Rita Franca | Nurphoto | Getty Images
Turkey announced a hike of its minimum wage by 55% Thursday, amid a cost of living crisis that has plunged millions into financial hardship, hammered small businesses and rendered many unable to afford basic goods.
The move is aimed at easing the impact of surging living costs, but economists worry it will further increase inflation. The country’s official rate of inflation is currently at a 24-year high of 84.4%.
Turkish President Recep Tayyip Erdogan, in a televised speech from Ankara Thursday, said that the monthly minimum salary would be brought to 8,500 lira ($455) starting in 2023. More than 30% of Turkey’s workforce is on the minimum wage, according to Turkish officials.

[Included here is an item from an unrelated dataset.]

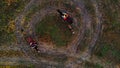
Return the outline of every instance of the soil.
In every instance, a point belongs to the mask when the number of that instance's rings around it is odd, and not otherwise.
[[[82,63],[84,63],[85,61],[89,61],[92,63],[100,63],[103,64],[103,67],[109,67],[110,64],[106,64],[104,65],[104,63],[102,63],[102,61],[98,58],[96,58],[95,56],[92,56],[92,53],[94,51],[94,47],[95,44],[97,42],[97,40],[99,39],[99,34],[101,32],[101,24],[102,24],[102,15],[101,12],[99,11],[99,4],[96,2],[96,0],[90,0],[92,2],[92,5],[94,6],[94,11],[95,11],[95,15],[96,15],[96,25],[95,25],[95,29],[94,32],[92,30],[92,19],[90,17],[90,14],[88,13],[88,10],[85,8],[85,1],[84,0],[70,0],[69,2],[71,3],[71,5],[74,4],[75,6],[75,10],[77,12],[79,12],[81,14],[81,23],[78,23],[79,20],[74,17],[74,24],[73,26],[75,28],[77,28],[78,32],[76,32],[73,40],[70,42],[70,44],[67,47],[63,47],[63,48],[57,48],[57,47],[51,47],[49,46],[49,44],[53,44],[51,41],[49,36],[45,36],[43,37],[39,37],[39,39],[37,38],[38,36],[36,36],[35,33],[35,25],[41,21],[45,15],[47,14],[51,14],[51,13],[56,13],[56,8],[58,8],[58,6],[50,6],[50,7],[45,7],[40,9],[40,11],[37,11],[34,13],[34,15],[32,16],[32,18],[30,19],[30,21],[28,22],[28,27],[27,29],[25,29],[25,26],[21,25],[22,20],[24,19],[26,13],[31,9],[31,7],[33,5],[37,5],[42,3],[42,0],[31,0],[30,3],[28,3],[25,8],[24,11],[21,12],[21,14],[16,18],[16,22],[15,22],[15,26],[16,26],[16,30],[15,30],[15,34],[17,37],[17,41],[19,45],[19,48],[24,52],[24,54],[26,56],[29,57],[29,60],[32,61],[33,64],[37,64],[35,65],[36,68],[38,67],[42,67],[43,68],[54,68],[57,66],[61,66],[60,68],[81,68],[83,67]],[[59,7],[60,8],[60,7]],[[70,12],[69,12],[70,13]],[[74,14],[74,13],[73,13]],[[80,25],[79,25],[80,24]],[[26,35],[23,34],[23,32],[21,32],[21,29],[24,30],[24,32],[26,33]],[[86,31],[90,29],[90,32],[92,35],[89,35],[89,37],[91,37],[90,42],[88,43],[88,45],[85,47],[84,51],[78,51],[79,48],[82,44],[81,42],[84,40],[85,38],[85,33]],[[39,50],[40,53],[36,53],[34,50],[31,50],[28,45],[25,43],[24,37],[25,36],[33,36],[35,37],[38,42],[39,42]],[[49,42],[49,44],[45,44],[45,42]],[[46,46],[48,45],[48,46]],[[61,62],[57,62],[54,60],[49,60],[46,58],[41,57],[43,55],[43,57],[45,56],[50,56],[50,57],[58,57],[58,58],[72,58],[74,60],[68,59],[65,62],[61,63]],[[49,57],[47,57],[49,58]],[[91,59],[92,58],[92,59]],[[92,61],[94,60],[94,61]],[[43,64],[43,65],[42,65]],[[53,66],[53,67],[52,67]],[[63,66],[63,67],[62,67]]]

There is also a political angle, country analysts say: Turkey’s general election is due to be held in June 2023.
Timothy Ash, an emerging markets strategist at BlueBay Asset Management, told CNBC in an email: “Motive = win the election. Impact = higher inflation.”
The country’s rate of inflation slowed for the first time in more than 18 months in November, up 84.4% annually, a slight decrease from 85.5% the month prior.
“For now, the minimum wage is the highest in Turkey in the last 20 years,” Ragip Soylu, Turkey bureau chief for Middle East Eye, wrote in a tweet. “It will go really well with Erdogan’s core voters as it did in July. He will get some points. However it will be important to see whether the impact would continue until the presidential elections.”